WG bought £4.25m farm without vital survey
FORMER Economy Minister Vaughan Gething did not have a wildlife survey when he decided to press ahead with the £4.25m purchase of a farm.
A Freedom of Information Act request published on the Welsh Government’s website did not directly answer whether the Welsh Government commissioned a wildlife survey relating to Gilestone Farm.
Instead, the response said the Welsh Government did not hold the requested information.
That is—at best— an equivocal answer. It could lead the casual reader to conclude that the Welsh Government once held such a vital document but no longer holds it.
Plans to lease the Farm, the purchase of which was heavily criticised in an Audit Wales report, foundered earlier this year when it emerged ospreys nested at the site.
The Welsh Government was criticised for “buying the most expensive bird’s nest in the world”.
The Herald sought clarification about the meaning of the Welsh Government’s response to the Freedom of Information request.
A spokesperson for the Welsh Government told us: “Whilst no wildlife survey was carried out prior to purchase, the RSPB have confirmed no ospreys would have been noted regardless, as they had not begun nesting at the site before summer 2023.”
The presence of ospreys before summer 2023 is neither here nor there.
When spending such a significant amount of public money, the Welsh Government could have and should have commissioned a wildlife survey to establish whether any protected species would be affected by the land’s planned end use.
Doing so should be vital before investing public money in a significant project, no matter how much it purportedly meets Labour’s broader “policy aims.”
Instead, the Welsh Government unthinkingly spent scarce resources without crucial information.
As purchases go, it’s like buying a house without a survey. You can do it, but you’d be a bloody fool if you did.
The Welsh Government cannot wriggle away from that point by claiming it did not know what use the land would be put to.
Those behind the Green Man Festival engaged with the Welsh Government for several years before the land’s purchase.
A company intended to take the lease of the site was incorporated weeks BEFORE that purchase’s completion.
In a report published last year, Audit Wales criticised the conduct of the Welsh Government’s purchase of Gilestone Farm over the open market price.

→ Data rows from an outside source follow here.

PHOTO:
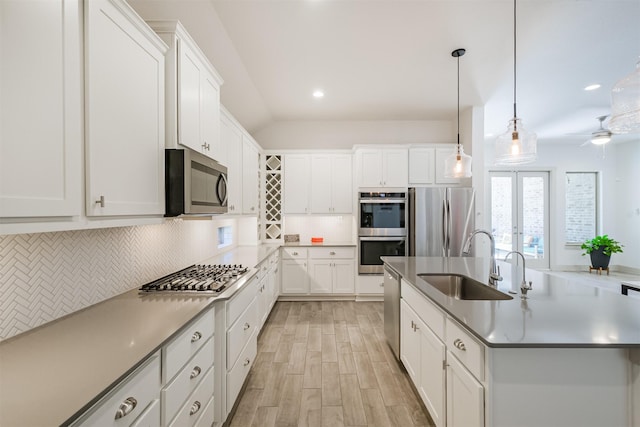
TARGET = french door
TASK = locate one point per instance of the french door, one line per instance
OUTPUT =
(520, 215)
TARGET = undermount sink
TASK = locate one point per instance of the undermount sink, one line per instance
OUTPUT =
(463, 287)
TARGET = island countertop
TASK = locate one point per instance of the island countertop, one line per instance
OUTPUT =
(557, 313)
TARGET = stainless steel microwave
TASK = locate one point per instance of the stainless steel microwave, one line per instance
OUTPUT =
(194, 184)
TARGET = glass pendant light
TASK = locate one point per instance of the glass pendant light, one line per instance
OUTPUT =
(625, 104)
(516, 146)
(458, 164)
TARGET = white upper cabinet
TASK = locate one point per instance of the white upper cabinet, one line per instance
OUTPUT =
(193, 93)
(331, 183)
(426, 165)
(231, 138)
(296, 183)
(250, 166)
(124, 104)
(40, 108)
(382, 167)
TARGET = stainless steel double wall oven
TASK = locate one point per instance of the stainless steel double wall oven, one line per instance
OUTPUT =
(382, 228)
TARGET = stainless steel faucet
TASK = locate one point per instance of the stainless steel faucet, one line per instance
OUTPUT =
(494, 270)
(524, 287)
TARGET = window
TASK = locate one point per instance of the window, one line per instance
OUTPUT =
(581, 195)
(225, 236)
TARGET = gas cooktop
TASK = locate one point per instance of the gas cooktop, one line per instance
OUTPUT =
(203, 279)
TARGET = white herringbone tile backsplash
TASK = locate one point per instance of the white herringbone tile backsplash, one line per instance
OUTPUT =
(46, 276)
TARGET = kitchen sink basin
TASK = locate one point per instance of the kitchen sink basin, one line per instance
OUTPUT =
(463, 287)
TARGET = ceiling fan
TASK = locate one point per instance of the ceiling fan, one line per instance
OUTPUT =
(600, 136)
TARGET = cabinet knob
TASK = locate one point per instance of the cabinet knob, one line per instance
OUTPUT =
(459, 344)
(195, 408)
(125, 408)
(195, 372)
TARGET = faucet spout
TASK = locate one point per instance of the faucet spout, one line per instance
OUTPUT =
(524, 287)
(494, 270)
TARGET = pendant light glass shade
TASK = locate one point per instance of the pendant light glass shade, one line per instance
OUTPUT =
(625, 104)
(458, 164)
(516, 146)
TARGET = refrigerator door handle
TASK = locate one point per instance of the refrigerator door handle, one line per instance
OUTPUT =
(444, 228)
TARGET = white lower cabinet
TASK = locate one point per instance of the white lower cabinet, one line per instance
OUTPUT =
(465, 396)
(318, 270)
(444, 362)
(128, 402)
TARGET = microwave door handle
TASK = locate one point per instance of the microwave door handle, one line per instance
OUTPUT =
(223, 179)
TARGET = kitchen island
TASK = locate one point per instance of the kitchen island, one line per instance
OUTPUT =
(568, 354)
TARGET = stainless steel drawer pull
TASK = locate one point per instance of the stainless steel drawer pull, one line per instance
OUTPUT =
(459, 344)
(128, 405)
(194, 408)
(195, 372)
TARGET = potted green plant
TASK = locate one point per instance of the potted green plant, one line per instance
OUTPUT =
(600, 249)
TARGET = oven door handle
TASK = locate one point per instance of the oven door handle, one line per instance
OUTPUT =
(383, 239)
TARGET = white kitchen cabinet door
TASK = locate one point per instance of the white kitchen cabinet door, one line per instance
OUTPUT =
(465, 396)
(40, 108)
(232, 138)
(250, 166)
(331, 188)
(295, 279)
(342, 194)
(441, 155)
(210, 115)
(296, 183)
(421, 166)
(370, 168)
(395, 167)
(321, 274)
(321, 183)
(383, 167)
(124, 99)
(432, 382)
(343, 276)
(409, 342)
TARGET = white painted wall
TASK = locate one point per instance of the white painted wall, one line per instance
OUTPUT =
(345, 134)
(620, 196)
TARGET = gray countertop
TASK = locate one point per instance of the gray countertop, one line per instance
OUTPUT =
(53, 373)
(557, 313)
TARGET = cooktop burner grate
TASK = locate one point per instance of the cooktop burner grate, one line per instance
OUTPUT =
(198, 279)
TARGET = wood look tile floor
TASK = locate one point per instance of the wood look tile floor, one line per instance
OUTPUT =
(327, 363)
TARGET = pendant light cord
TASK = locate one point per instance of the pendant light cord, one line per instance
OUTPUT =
(514, 60)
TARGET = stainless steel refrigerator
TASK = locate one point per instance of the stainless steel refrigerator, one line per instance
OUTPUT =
(440, 219)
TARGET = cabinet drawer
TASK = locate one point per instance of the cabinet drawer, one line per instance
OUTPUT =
(428, 311)
(176, 392)
(150, 417)
(129, 399)
(240, 301)
(237, 375)
(240, 332)
(182, 348)
(465, 348)
(195, 404)
(329, 252)
(294, 253)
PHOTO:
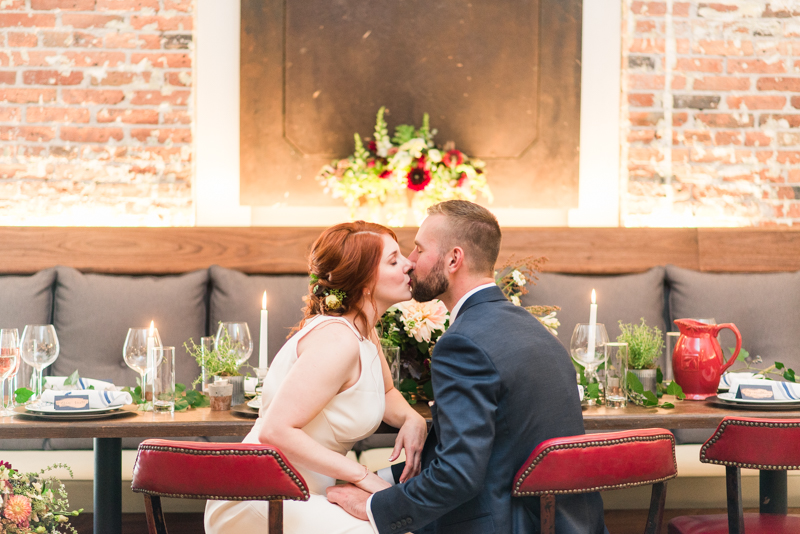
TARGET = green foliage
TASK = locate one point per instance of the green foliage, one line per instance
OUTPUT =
(644, 344)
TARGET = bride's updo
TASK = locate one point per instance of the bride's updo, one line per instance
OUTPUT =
(343, 267)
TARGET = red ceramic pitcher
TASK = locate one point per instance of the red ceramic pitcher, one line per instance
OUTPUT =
(698, 361)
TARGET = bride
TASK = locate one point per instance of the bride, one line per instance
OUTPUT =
(330, 386)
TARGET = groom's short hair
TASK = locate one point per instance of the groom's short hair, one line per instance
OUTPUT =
(473, 228)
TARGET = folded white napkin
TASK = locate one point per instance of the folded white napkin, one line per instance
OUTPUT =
(783, 391)
(97, 399)
(57, 383)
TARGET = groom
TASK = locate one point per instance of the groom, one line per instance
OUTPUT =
(503, 384)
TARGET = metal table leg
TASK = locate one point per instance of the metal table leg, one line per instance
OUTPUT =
(772, 491)
(108, 485)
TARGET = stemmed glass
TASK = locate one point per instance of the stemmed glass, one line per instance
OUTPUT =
(39, 348)
(579, 349)
(9, 364)
(138, 354)
(240, 342)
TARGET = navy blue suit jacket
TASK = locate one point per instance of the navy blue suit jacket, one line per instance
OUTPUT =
(503, 384)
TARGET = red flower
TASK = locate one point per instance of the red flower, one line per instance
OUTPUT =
(418, 178)
(453, 158)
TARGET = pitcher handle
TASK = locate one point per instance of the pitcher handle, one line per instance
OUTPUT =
(732, 359)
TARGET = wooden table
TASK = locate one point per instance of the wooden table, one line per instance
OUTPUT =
(108, 434)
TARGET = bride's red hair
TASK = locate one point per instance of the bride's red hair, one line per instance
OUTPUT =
(345, 257)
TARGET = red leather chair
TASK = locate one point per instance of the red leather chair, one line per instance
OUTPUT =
(765, 444)
(222, 471)
(599, 462)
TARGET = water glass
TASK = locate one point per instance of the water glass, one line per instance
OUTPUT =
(39, 348)
(239, 340)
(164, 379)
(616, 374)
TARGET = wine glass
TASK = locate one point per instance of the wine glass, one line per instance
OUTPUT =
(138, 354)
(590, 360)
(9, 364)
(39, 348)
(240, 342)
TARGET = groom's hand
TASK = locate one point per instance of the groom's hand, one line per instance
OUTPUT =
(351, 498)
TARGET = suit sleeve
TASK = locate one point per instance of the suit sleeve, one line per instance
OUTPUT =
(467, 388)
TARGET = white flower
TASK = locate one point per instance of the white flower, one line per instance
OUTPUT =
(550, 322)
(422, 319)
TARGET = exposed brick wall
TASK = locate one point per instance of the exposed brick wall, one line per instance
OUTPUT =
(735, 128)
(96, 112)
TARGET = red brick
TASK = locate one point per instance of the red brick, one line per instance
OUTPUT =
(27, 20)
(725, 120)
(162, 23)
(51, 77)
(755, 66)
(756, 102)
(779, 84)
(721, 83)
(91, 96)
(96, 59)
(757, 139)
(176, 98)
(128, 116)
(161, 60)
(126, 5)
(27, 96)
(65, 5)
(81, 20)
(698, 65)
(90, 135)
(163, 135)
(177, 117)
(133, 40)
(22, 39)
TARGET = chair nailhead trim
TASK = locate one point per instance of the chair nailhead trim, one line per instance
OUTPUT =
(739, 422)
(227, 452)
(599, 443)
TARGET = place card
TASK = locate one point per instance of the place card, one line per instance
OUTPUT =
(71, 402)
(755, 392)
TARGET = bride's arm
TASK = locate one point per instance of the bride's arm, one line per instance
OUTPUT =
(328, 360)
(399, 414)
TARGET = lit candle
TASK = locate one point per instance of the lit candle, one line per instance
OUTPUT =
(262, 345)
(592, 325)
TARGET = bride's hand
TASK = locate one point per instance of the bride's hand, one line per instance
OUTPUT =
(411, 437)
(373, 483)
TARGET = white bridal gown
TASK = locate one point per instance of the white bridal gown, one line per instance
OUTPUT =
(350, 416)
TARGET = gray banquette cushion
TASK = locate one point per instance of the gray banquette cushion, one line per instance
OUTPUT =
(25, 300)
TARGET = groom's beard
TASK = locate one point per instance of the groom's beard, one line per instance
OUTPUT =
(431, 287)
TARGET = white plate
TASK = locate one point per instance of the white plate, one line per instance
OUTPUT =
(50, 410)
(730, 398)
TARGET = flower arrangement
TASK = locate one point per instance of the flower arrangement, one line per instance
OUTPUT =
(402, 170)
(513, 278)
(32, 503)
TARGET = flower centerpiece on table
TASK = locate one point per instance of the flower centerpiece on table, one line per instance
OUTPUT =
(406, 171)
(31, 503)
(514, 277)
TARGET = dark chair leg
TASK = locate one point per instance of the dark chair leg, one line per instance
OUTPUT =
(658, 497)
(733, 482)
(275, 517)
(547, 514)
(154, 515)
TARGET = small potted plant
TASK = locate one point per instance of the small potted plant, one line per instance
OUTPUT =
(644, 348)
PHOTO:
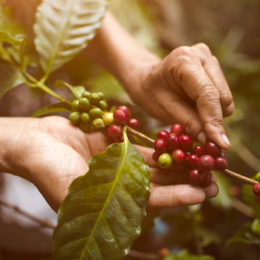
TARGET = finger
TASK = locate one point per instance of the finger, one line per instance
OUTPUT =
(174, 196)
(200, 88)
(212, 68)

The report and subsequent examination of the acquisition by a Senedd Committee revealed that the Economy Minister, Vaughan Gething, ignored protocols regarding the Farm’s purchase and was either kept in the dark by Welsh Government civil servants or blind to the lack of a workable business plan and the reality of the Green Man Festival’s intentions for the land.
Audit Wales also ridiculed suggestions that there was no pressure to spend the money used to buy the Farm, which emerged from an underspend during the financial year. Instead, Audit Wales said the idea that the money had to be spent in short order or be lost was wrong and that undue haste was used to circumvent commercial considerations or an assessment of risk.
Without simple presale checks, the purchase looks even riskier and more rushed than Audit Wales identified.
The Welsh Government bought land with a tenant already planning to take over its running, even though the prospective tenant had neither a business plan nor a funding case prepared.
The Green Man Festival was never going to relocate to Gilestone Farm. Instead, a company headed by one of the Festival’s organisers would have taken a tenancy and redeveloped it to accommodate training facilities.
The Welsh Government’s purchase followed several years of secret negotiations with the Green Man Festival’s operators.
The Festival gets subsidies directly from the Welsh Government and a host of other Welsh Government agencies and arm’s length bodies. However, it is also partly owned by a multi-millionpound ticketing agency.
Welsh Government civil servants – and ministers – met with the Festival organisers, planning to give it even more public money and subsidies to boost Labour’s rural policies and polish its green credentials.
However, Welsh Government civil servants and Labour ministers ignored issues about the land, including its situation on a large flood plain, environmental issues, and pre-existing rights over the land.
Under Mr Gething’s less-than-vigorous scrutiny, the Welsh Government paid way more than the asking price for land on the market at a much lower price for a protracted period without being sold.